Lale
Lale is a Python library for semi-automated data science. Lale makes it easy to automatically select algorithms and tune hyperparameters of pipelines that are compatible with scikit-learn, in a type-safe fashion. If you are a data scientist who wants to experiment with automated machine learning, this library is for you! Lale adds value beyond scikit-learn along three dimensions: automation, correctness checks, and interoperability. For automation, Lale provides a consistent high-level interface to existing pipeline search tools including Hyperopt, GridSearchCV, and SMAC. For correctness checks, Lale uses JSON Schema to catch mistakes when there is a mismatch between hyperparameters and their type, or between data and operators. And for interoperability, Lale has a growing library of transformers and estimators from popular libraries such as scikit-learn, XGBoost, PyTorch etc. Lale can be installed just like any other Python package and can be edited with off-the-shelf Python tools such as Jupyter notebooks.

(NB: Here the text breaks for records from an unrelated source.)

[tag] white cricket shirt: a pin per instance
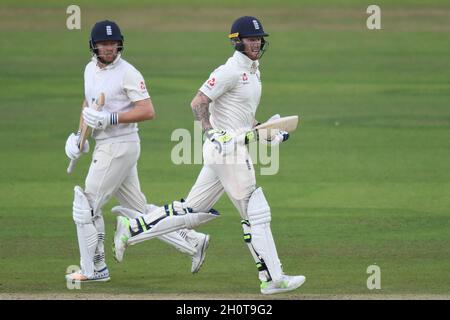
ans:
(122, 85)
(235, 91)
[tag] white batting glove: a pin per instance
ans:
(276, 139)
(99, 120)
(72, 150)
(223, 141)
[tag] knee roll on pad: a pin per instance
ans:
(258, 209)
(82, 211)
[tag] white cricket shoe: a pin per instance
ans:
(101, 275)
(284, 284)
(121, 236)
(199, 257)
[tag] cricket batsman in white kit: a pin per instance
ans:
(113, 170)
(226, 106)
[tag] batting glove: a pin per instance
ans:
(99, 120)
(223, 141)
(276, 139)
(72, 150)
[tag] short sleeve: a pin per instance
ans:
(134, 85)
(220, 81)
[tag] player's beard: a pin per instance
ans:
(253, 51)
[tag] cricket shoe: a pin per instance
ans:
(284, 284)
(199, 257)
(121, 236)
(100, 275)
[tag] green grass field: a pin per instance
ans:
(365, 180)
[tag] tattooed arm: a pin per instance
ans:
(200, 108)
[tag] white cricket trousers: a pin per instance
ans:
(113, 172)
(233, 174)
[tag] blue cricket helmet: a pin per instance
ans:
(246, 27)
(105, 31)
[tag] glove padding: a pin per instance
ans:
(276, 139)
(222, 140)
(99, 120)
(72, 150)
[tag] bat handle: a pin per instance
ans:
(71, 166)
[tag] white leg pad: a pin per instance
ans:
(86, 231)
(172, 238)
(172, 223)
(259, 217)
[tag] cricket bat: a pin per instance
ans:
(85, 129)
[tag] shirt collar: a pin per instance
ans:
(109, 66)
(246, 62)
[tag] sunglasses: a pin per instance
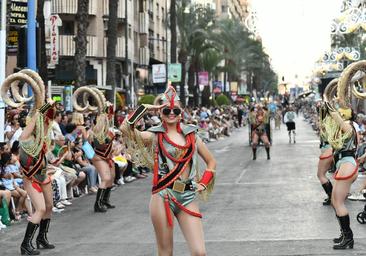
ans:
(167, 111)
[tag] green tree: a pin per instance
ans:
(147, 99)
(81, 42)
(111, 48)
(222, 100)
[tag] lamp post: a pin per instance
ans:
(166, 54)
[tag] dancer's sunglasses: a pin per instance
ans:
(167, 111)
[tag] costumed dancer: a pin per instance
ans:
(103, 136)
(326, 156)
(258, 131)
(34, 143)
(342, 136)
(289, 119)
(171, 150)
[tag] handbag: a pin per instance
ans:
(88, 150)
(4, 213)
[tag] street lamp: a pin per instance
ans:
(166, 53)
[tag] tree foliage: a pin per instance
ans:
(205, 42)
(147, 99)
(222, 100)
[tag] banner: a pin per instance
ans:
(217, 87)
(203, 78)
(234, 86)
(18, 12)
(175, 72)
(159, 73)
(55, 22)
(68, 98)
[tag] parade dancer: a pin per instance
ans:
(34, 143)
(342, 137)
(171, 150)
(103, 136)
(326, 155)
(289, 120)
(258, 131)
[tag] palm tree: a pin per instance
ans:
(81, 42)
(111, 48)
(194, 27)
(210, 61)
(42, 62)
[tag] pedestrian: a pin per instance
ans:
(34, 143)
(174, 148)
(289, 120)
(258, 131)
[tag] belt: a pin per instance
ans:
(342, 154)
(346, 153)
(179, 186)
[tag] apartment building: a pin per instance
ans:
(146, 43)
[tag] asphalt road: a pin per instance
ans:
(258, 208)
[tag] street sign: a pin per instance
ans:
(175, 72)
(18, 12)
(203, 78)
(54, 22)
(159, 73)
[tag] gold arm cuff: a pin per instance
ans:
(136, 115)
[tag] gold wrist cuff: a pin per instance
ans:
(136, 115)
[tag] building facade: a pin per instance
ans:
(143, 32)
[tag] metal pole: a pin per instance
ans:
(31, 38)
(166, 40)
(2, 64)
(126, 51)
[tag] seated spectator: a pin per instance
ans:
(86, 167)
(7, 159)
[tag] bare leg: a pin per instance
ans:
(38, 202)
(192, 230)
(342, 187)
(104, 172)
(113, 175)
(324, 165)
(163, 233)
(48, 198)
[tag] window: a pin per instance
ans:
(151, 41)
(67, 28)
(157, 10)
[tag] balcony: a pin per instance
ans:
(120, 11)
(144, 56)
(71, 6)
(144, 23)
(120, 48)
(67, 46)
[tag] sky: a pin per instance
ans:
(295, 33)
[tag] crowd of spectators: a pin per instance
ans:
(72, 174)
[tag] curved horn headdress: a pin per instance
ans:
(330, 90)
(347, 79)
(86, 91)
(33, 80)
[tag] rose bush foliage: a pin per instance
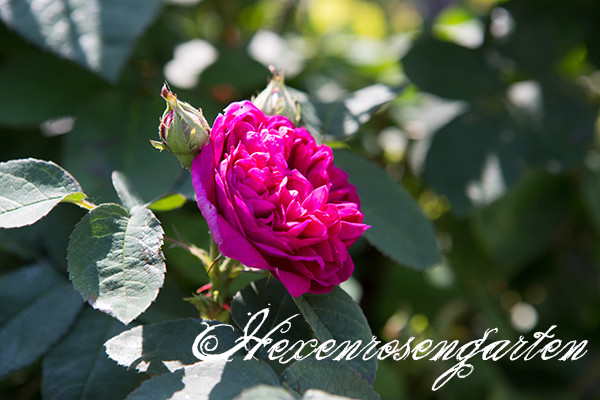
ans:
(274, 200)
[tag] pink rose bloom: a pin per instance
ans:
(274, 200)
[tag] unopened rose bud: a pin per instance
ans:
(276, 99)
(183, 130)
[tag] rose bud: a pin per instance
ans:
(183, 129)
(276, 99)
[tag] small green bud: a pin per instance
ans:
(183, 130)
(276, 99)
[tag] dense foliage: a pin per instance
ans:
(468, 127)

- Introductory guide for scikit-learn users
- Installation instructions
- Technical overview slides, notebook, and video
- IBM's AutoAI SDK uses Lale, see demo notebook
- Guide for wrapping new operators
- Guide for contributing to Lale
- FAQ
- Papers
- Python API documentation
The name Lale, pronounced laleh, comes from the Persian word for tulip. Similarly to popular machine-learning libraries such as scikit-learn, Lale is also just a Python library, not a new stand-alone programming language. It does not require users to install new tools nor learn new syntax.